Wednesday, January 5, 2011


Alex has a love-hate relationship with the phone. While he has little interest in talking on the phone, probably because his receptive and expressive language skills tend to be weak, at times he enjoys eavesdropping on other people’s phone conversations. Without any visual cues to help him interpret what the person on the phone is saying to him, he struggles to respond to comments or questions. However, if he’s just listening to one side of the conversation and doesn’t have to participate himself, he seems to like being a bystander in that scenario. Moreover, he likes to ask nosy questions about who is calling and how long the caller is planning to talk, earning him the nickname of the Phone Police. If the conversation lasts for more than ten minutes, though, he often begins to fret that this phone call may break the world record for longest phone call, which he happens to know was done by a British man on September 14, 2007, during a call that lasted more than forty hours. I’m sure he must have Googled that one. Alex seems especially worried on those rare times when Ed, who freely admits that he hates talking on the phone, is on the phone, even though he’s much more unlikely to set a record phone call—unless he’s on the phone to our cable and internet provider— than I am since I love talking on the phone.

After eavesdropping on daily phone conversations between my mom and me, Alex developed a game he referred to as “Phone Call Points.” As I was chatting with my mom, I would hear him call out seemingly random numbers throughout the call. These numbers seemed insignificant until I questioned him and realized that he’d developed an elaborate system where I earned points for saying certain words and phrases and had points deducted for saying other things. For example, affirmative words and phrases, such as, “Yes,” “Uh-huh,” and “Yeah” earned positive points, whereas negative words and phrases, such as “No,” “Uh-uh,” and “Nah” caused me to have points taken away from my total score. One of the worst things I could say, points-wise, was “I don’t know.” Alex would not only deduct points, but he would sometimes let me know the error of my ways by whining or making the sound of a buzzer, similar to that on game shows where an incorrect answer is given. When I reached certain levels of positive points, he would often clap his hands and/or jump in the air to show his enthusiasm for my accomplishments in his game. Once I earned an elite level of one thousand phone call points, he would bring me a cloth stuffed apple wearing a mortar board, which was a high school graduation gift from my parents. I didn’t immediately understand why he viewed this as an award for my phone call status until I realized it said on the apple, “Congratulations!” I have to hand it to the kid: he’s really pretty clever.
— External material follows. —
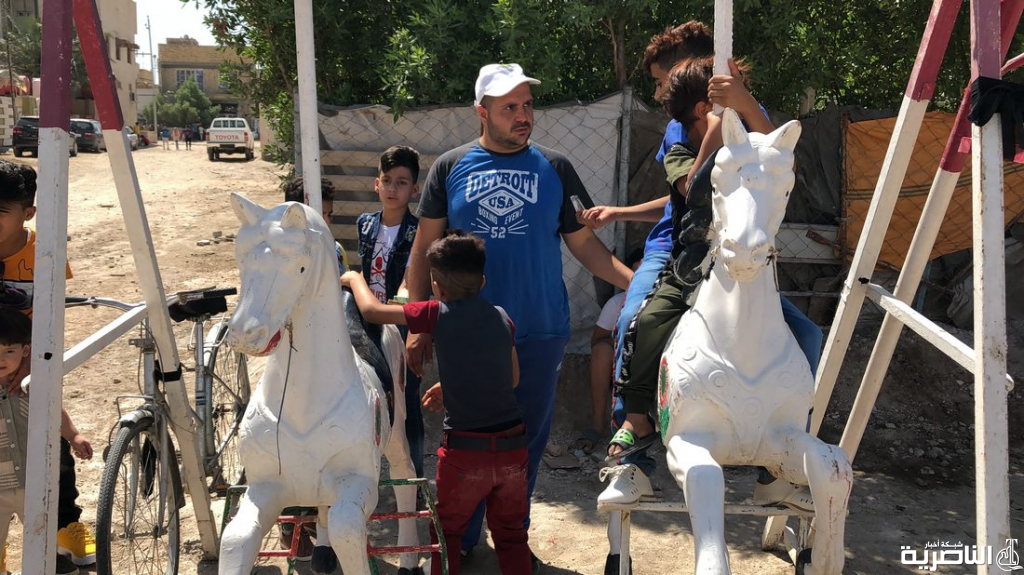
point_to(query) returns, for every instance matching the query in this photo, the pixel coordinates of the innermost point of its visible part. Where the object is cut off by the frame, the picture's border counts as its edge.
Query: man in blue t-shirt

After a few years of playing phone call points and actually participating in the calls by talking to my mom (albeit through a scripted routine where he knew what questions she would ask so that he felt comfortable answering them), Alex suddenly decided a few weeks ago that he didn’t want to have anything to do with the phone. He doesn’t want to talk on the phone, and he doesn’t want me to talk on the phone any length of time. Since it’s not worth triggering the wrath of Alex, I’ve allowed him to think that I don’t talk on the phone anymore, but I sneak off and make calls without his hearing me. When I’ve asked him what has changed his attitude toward Phone Call Points, he acts annoyed and tells me that in 2008, I got two thousand phone call points, which was too many. I’m surprised he let me continue the game for two more years. However, I suspect that this sudden phone boycott is simply another phase he’s going through that will disappear in time. In the meantime, I guess we should count our blessings that unlike most households with teenagers, we don’t have to worry about Alex tying up the phone, talking for hours. Instead, he’s probably busy inventing some other game to replace Phone Call Points, and I’m hoping that he figures out a way for me to win that “Congratulations” apple award again soon.

“The Lord hears his people when they call to him for help. He rescues them from all their troubles.” Psalm 34:17


Big Daddy Autism said...

I certainly can relate to the phone issues. My boy drives me nuts.

One thing that is perplexing to me about this post is the world record for the lonest call. How could one man hold the record? Wasn't he talking to someone on the other end? Seems unfair to only give one guy the title. Unless there were multiple people on the other end of the call taking shifts. Maybe I'm over anlyzing this?

Anyway, I can relate to the your phone situation and issues.

Pam Byrne said...

You were awfully brave to give your son a cell phone. We have kept our phones hidden from Alex for several years after he decided to see what happened when he dialed 911. (Explaining autism to the policeman who comes to your door when this happens is something we'd rather not repeat!)

Since you asked, I checked on that record phone call; he talked to a bunch of different people who took turns helping him break the record. BTW, the same guy also holds the world record for sleeplessness--11 days. I think we may have topped that before we put Alex on melatonin, but we were too tired to call the Guinness World Records people.